Não se tributa dinheiro, e sim o que ele pode comprar

20/12/2007 18:34Bira (Industrial)MELHOR SERIA: "Não se tributa SALÁRIO, e sim o...
MELHOR SERIA: "Não se tributa SALÁRIO, e sim o que ele pode comprar DE SUPÉRFLUO, BEM SUPÉRFLUO"
20/12/2007 02:09Domingão (Consultor)O professor armando que me perdoe, mas a sua ló...
O professor armando que me perdoe, mas a sua lógica não convence. Justificar a CPMF porque ela atinge a todos, inclusive bandidos e sonegadores é pactuar com a podridão e com a corrupção. A solução para o Brasil está no aumento da base de arrecadação, ou seja, a inclusão dos que estão na informalidade e não pagam tributos (exceto a CPMF que era uma mixaria). O raciocinio mais correto é que se tribute mais pessoas e que se diminuam as alíquotas. Os que contribuem atualmente já estão no limite do suportável. Se o governo insistir em aumentar mais a carga desses contribuintes, a consequencia prática será o aumento da sonegação. Não se deve esquecer que o ser humano coloca em primeiro lugar o instinto da preservação da sobrevivência. A CPMF deu ao governo, durante todos os anos em que foi cobrada, a portunidade de identificar listar os pagadores de CPMF que não pagavam tributos, mas ele não soube aproveitar. Por isso, também é falsa a afirmação dos burocratas e políticos, que defendem a contribuição, de que ela seria um instrumento de fiscalização. Ou a Reforma Tributária vem para mudar o perfil do contribuinte ou a gente vai ter que conviver com a cultura que o bem e o mal podem conviver pacificamente e fazer de conta que ninguém percebeu que 50% da sociedade brasileira que tem capacidade contributiva não cumpre com o seu papel na sociedade.
17/12/2007 13:32Wagner Souza (Advogado Autônomo - Administrativa)Mais uma vez o Professor Ives Gandra expõe com ...
Mais uma vez o Professor Ives Gandra expõe com excelência o seu ponto de vista. Particularmente, também acredito que CPMF (que foi criada para ser provisória) já deveria ter sido extinta há muito tempo atrás. A Sociedade não aguenta mais sustentar uma máquina pública burocrática, ineficiente e viciada. Reforma tributária e administrativa já!
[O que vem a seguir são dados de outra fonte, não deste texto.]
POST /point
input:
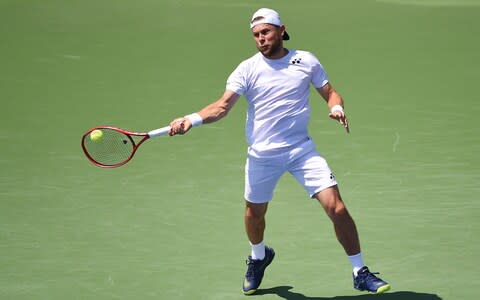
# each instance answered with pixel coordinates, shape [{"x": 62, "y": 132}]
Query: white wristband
[
  {"x": 335, "y": 108},
  {"x": 195, "y": 119}
]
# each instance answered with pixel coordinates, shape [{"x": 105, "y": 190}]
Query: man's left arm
[{"x": 335, "y": 104}]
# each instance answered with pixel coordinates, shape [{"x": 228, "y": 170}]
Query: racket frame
[{"x": 129, "y": 134}]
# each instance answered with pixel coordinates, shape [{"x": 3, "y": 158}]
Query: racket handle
[{"x": 159, "y": 131}]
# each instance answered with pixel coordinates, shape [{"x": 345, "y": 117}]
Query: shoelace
[
  {"x": 250, "y": 269},
  {"x": 369, "y": 275}
]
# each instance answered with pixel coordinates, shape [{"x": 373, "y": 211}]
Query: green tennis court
[{"x": 169, "y": 225}]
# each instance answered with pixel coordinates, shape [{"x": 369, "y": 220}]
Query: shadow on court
[{"x": 285, "y": 293}]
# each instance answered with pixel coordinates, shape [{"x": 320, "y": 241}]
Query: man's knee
[
  {"x": 332, "y": 202},
  {"x": 255, "y": 210}
]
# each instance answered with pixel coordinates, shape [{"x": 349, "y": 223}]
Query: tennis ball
[{"x": 96, "y": 135}]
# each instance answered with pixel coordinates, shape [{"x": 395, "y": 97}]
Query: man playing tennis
[{"x": 275, "y": 83}]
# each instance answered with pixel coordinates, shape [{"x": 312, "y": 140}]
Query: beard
[{"x": 273, "y": 50}]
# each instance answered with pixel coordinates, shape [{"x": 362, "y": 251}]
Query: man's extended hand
[
  {"x": 341, "y": 118},
  {"x": 180, "y": 126}
]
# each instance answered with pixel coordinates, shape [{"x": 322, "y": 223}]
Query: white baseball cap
[{"x": 267, "y": 16}]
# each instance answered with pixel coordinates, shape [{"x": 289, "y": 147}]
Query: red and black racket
[{"x": 111, "y": 147}]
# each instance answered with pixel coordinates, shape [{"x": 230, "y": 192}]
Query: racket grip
[{"x": 159, "y": 131}]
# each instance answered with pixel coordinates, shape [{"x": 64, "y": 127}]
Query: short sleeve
[
  {"x": 236, "y": 82},
  {"x": 319, "y": 76}
]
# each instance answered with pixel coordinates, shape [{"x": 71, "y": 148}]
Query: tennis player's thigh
[
  {"x": 261, "y": 177},
  {"x": 311, "y": 170}
]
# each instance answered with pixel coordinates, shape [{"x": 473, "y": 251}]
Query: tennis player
[{"x": 275, "y": 82}]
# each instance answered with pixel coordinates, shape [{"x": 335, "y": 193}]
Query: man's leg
[
  {"x": 347, "y": 235},
  {"x": 261, "y": 255},
  {"x": 255, "y": 221},
  {"x": 343, "y": 223}
]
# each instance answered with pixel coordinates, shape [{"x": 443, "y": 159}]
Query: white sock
[
  {"x": 258, "y": 250},
  {"x": 357, "y": 262}
]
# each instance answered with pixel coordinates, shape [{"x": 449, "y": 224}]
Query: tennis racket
[{"x": 111, "y": 147}]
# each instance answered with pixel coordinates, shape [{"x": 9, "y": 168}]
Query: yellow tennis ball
[{"x": 96, "y": 135}]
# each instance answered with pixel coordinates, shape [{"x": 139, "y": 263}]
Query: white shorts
[{"x": 303, "y": 162}]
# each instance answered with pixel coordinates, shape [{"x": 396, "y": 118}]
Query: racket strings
[{"x": 112, "y": 148}]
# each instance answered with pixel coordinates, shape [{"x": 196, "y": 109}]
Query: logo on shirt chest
[{"x": 296, "y": 61}]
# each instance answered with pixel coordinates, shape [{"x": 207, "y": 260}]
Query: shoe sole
[
  {"x": 251, "y": 292},
  {"x": 383, "y": 289}
]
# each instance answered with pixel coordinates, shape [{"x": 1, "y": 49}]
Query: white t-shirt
[{"x": 277, "y": 93}]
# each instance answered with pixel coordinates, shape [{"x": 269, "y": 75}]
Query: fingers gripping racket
[{"x": 111, "y": 147}]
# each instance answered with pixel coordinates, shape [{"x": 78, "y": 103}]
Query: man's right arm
[{"x": 209, "y": 114}]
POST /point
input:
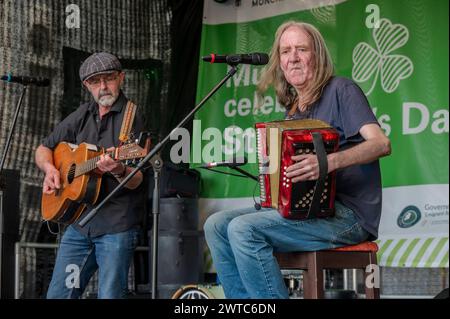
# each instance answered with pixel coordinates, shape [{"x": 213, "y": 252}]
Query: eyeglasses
[{"x": 96, "y": 80}]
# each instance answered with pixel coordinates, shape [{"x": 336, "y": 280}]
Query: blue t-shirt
[{"x": 344, "y": 106}]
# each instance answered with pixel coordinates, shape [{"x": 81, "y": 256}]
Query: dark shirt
[
  {"x": 124, "y": 210},
  {"x": 344, "y": 106}
]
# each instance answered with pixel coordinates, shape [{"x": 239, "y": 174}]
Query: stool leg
[{"x": 313, "y": 278}]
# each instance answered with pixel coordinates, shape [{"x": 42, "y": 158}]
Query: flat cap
[{"x": 98, "y": 63}]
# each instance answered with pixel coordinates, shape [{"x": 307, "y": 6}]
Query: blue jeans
[
  {"x": 242, "y": 243},
  {"x": 79, "y": 256}
]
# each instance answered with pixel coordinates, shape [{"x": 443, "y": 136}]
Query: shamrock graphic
[{"x": 393, "y": 67}]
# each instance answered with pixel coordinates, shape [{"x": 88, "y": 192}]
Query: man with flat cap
[{"x": 107, "y": 241}]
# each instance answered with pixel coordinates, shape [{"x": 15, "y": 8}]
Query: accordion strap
[{"x": 323, "y": 172}]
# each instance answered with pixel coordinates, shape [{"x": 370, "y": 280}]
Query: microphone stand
[
  {"x": 149, "y": 156},
  {"x": 2, "y": 186}
]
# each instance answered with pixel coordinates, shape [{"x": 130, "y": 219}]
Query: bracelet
[{"x": 122, "y": 174}]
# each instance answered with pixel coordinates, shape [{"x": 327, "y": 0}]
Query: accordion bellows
[{"x": 277, "y": 142}]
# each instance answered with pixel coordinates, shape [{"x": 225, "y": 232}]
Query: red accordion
[{"x": 279, "y": 140}]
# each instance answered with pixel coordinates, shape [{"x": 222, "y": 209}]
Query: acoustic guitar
[{"x": 80, "y": 181}]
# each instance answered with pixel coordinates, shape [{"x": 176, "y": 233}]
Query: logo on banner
[
  {"x": 409, "y": 217},
  {"x": 370, "y": 63}
]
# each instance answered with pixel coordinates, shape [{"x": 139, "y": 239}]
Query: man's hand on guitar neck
[
  {"x": 52, "y": 180},
  {"x": 44, "y": 160},
  {"x": 118, "y": 170}
]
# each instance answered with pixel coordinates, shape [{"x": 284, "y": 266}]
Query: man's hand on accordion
[{"x": 306, "y": 168}]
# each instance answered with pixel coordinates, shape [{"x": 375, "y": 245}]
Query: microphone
[
  {"x": 26, "y": 80},
  {"x": 238, "y": 161},
  {"x": 233, "y": 59}
]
16/12/2007 22:36Armando do Prado (Professor)Associação Brasileira de Organizações Não-Gover...
Associação Brasileira de Organizações Não-Governamentais (Abong), José Antonio Moroni: “O Senado derrubou a CPMF com o discurso de que o Estado gasta demais”, afirma. Mas, destaca, o tributo que foi derrubado pelo Senado atende, principalmente, à saúde e assistência social. “E, na mesma noite, aprova a DRU, que joga 20% de todas as receitas do governo federal para o pagamento de juros da dívida, ou seja, para girar o mercado financeiro.” Esse foi o papelzinho praticado pelo Senado contra o povo, visando restabelecer o nordeste como território dos Democratas (ex Pefelê) e os atrasados do PSDB (Virgílio e companhia bela).
16/12/2007 21:51Armando do Prado (Professor)A Opus Dei registrou sua opinião. Quer dizer qu...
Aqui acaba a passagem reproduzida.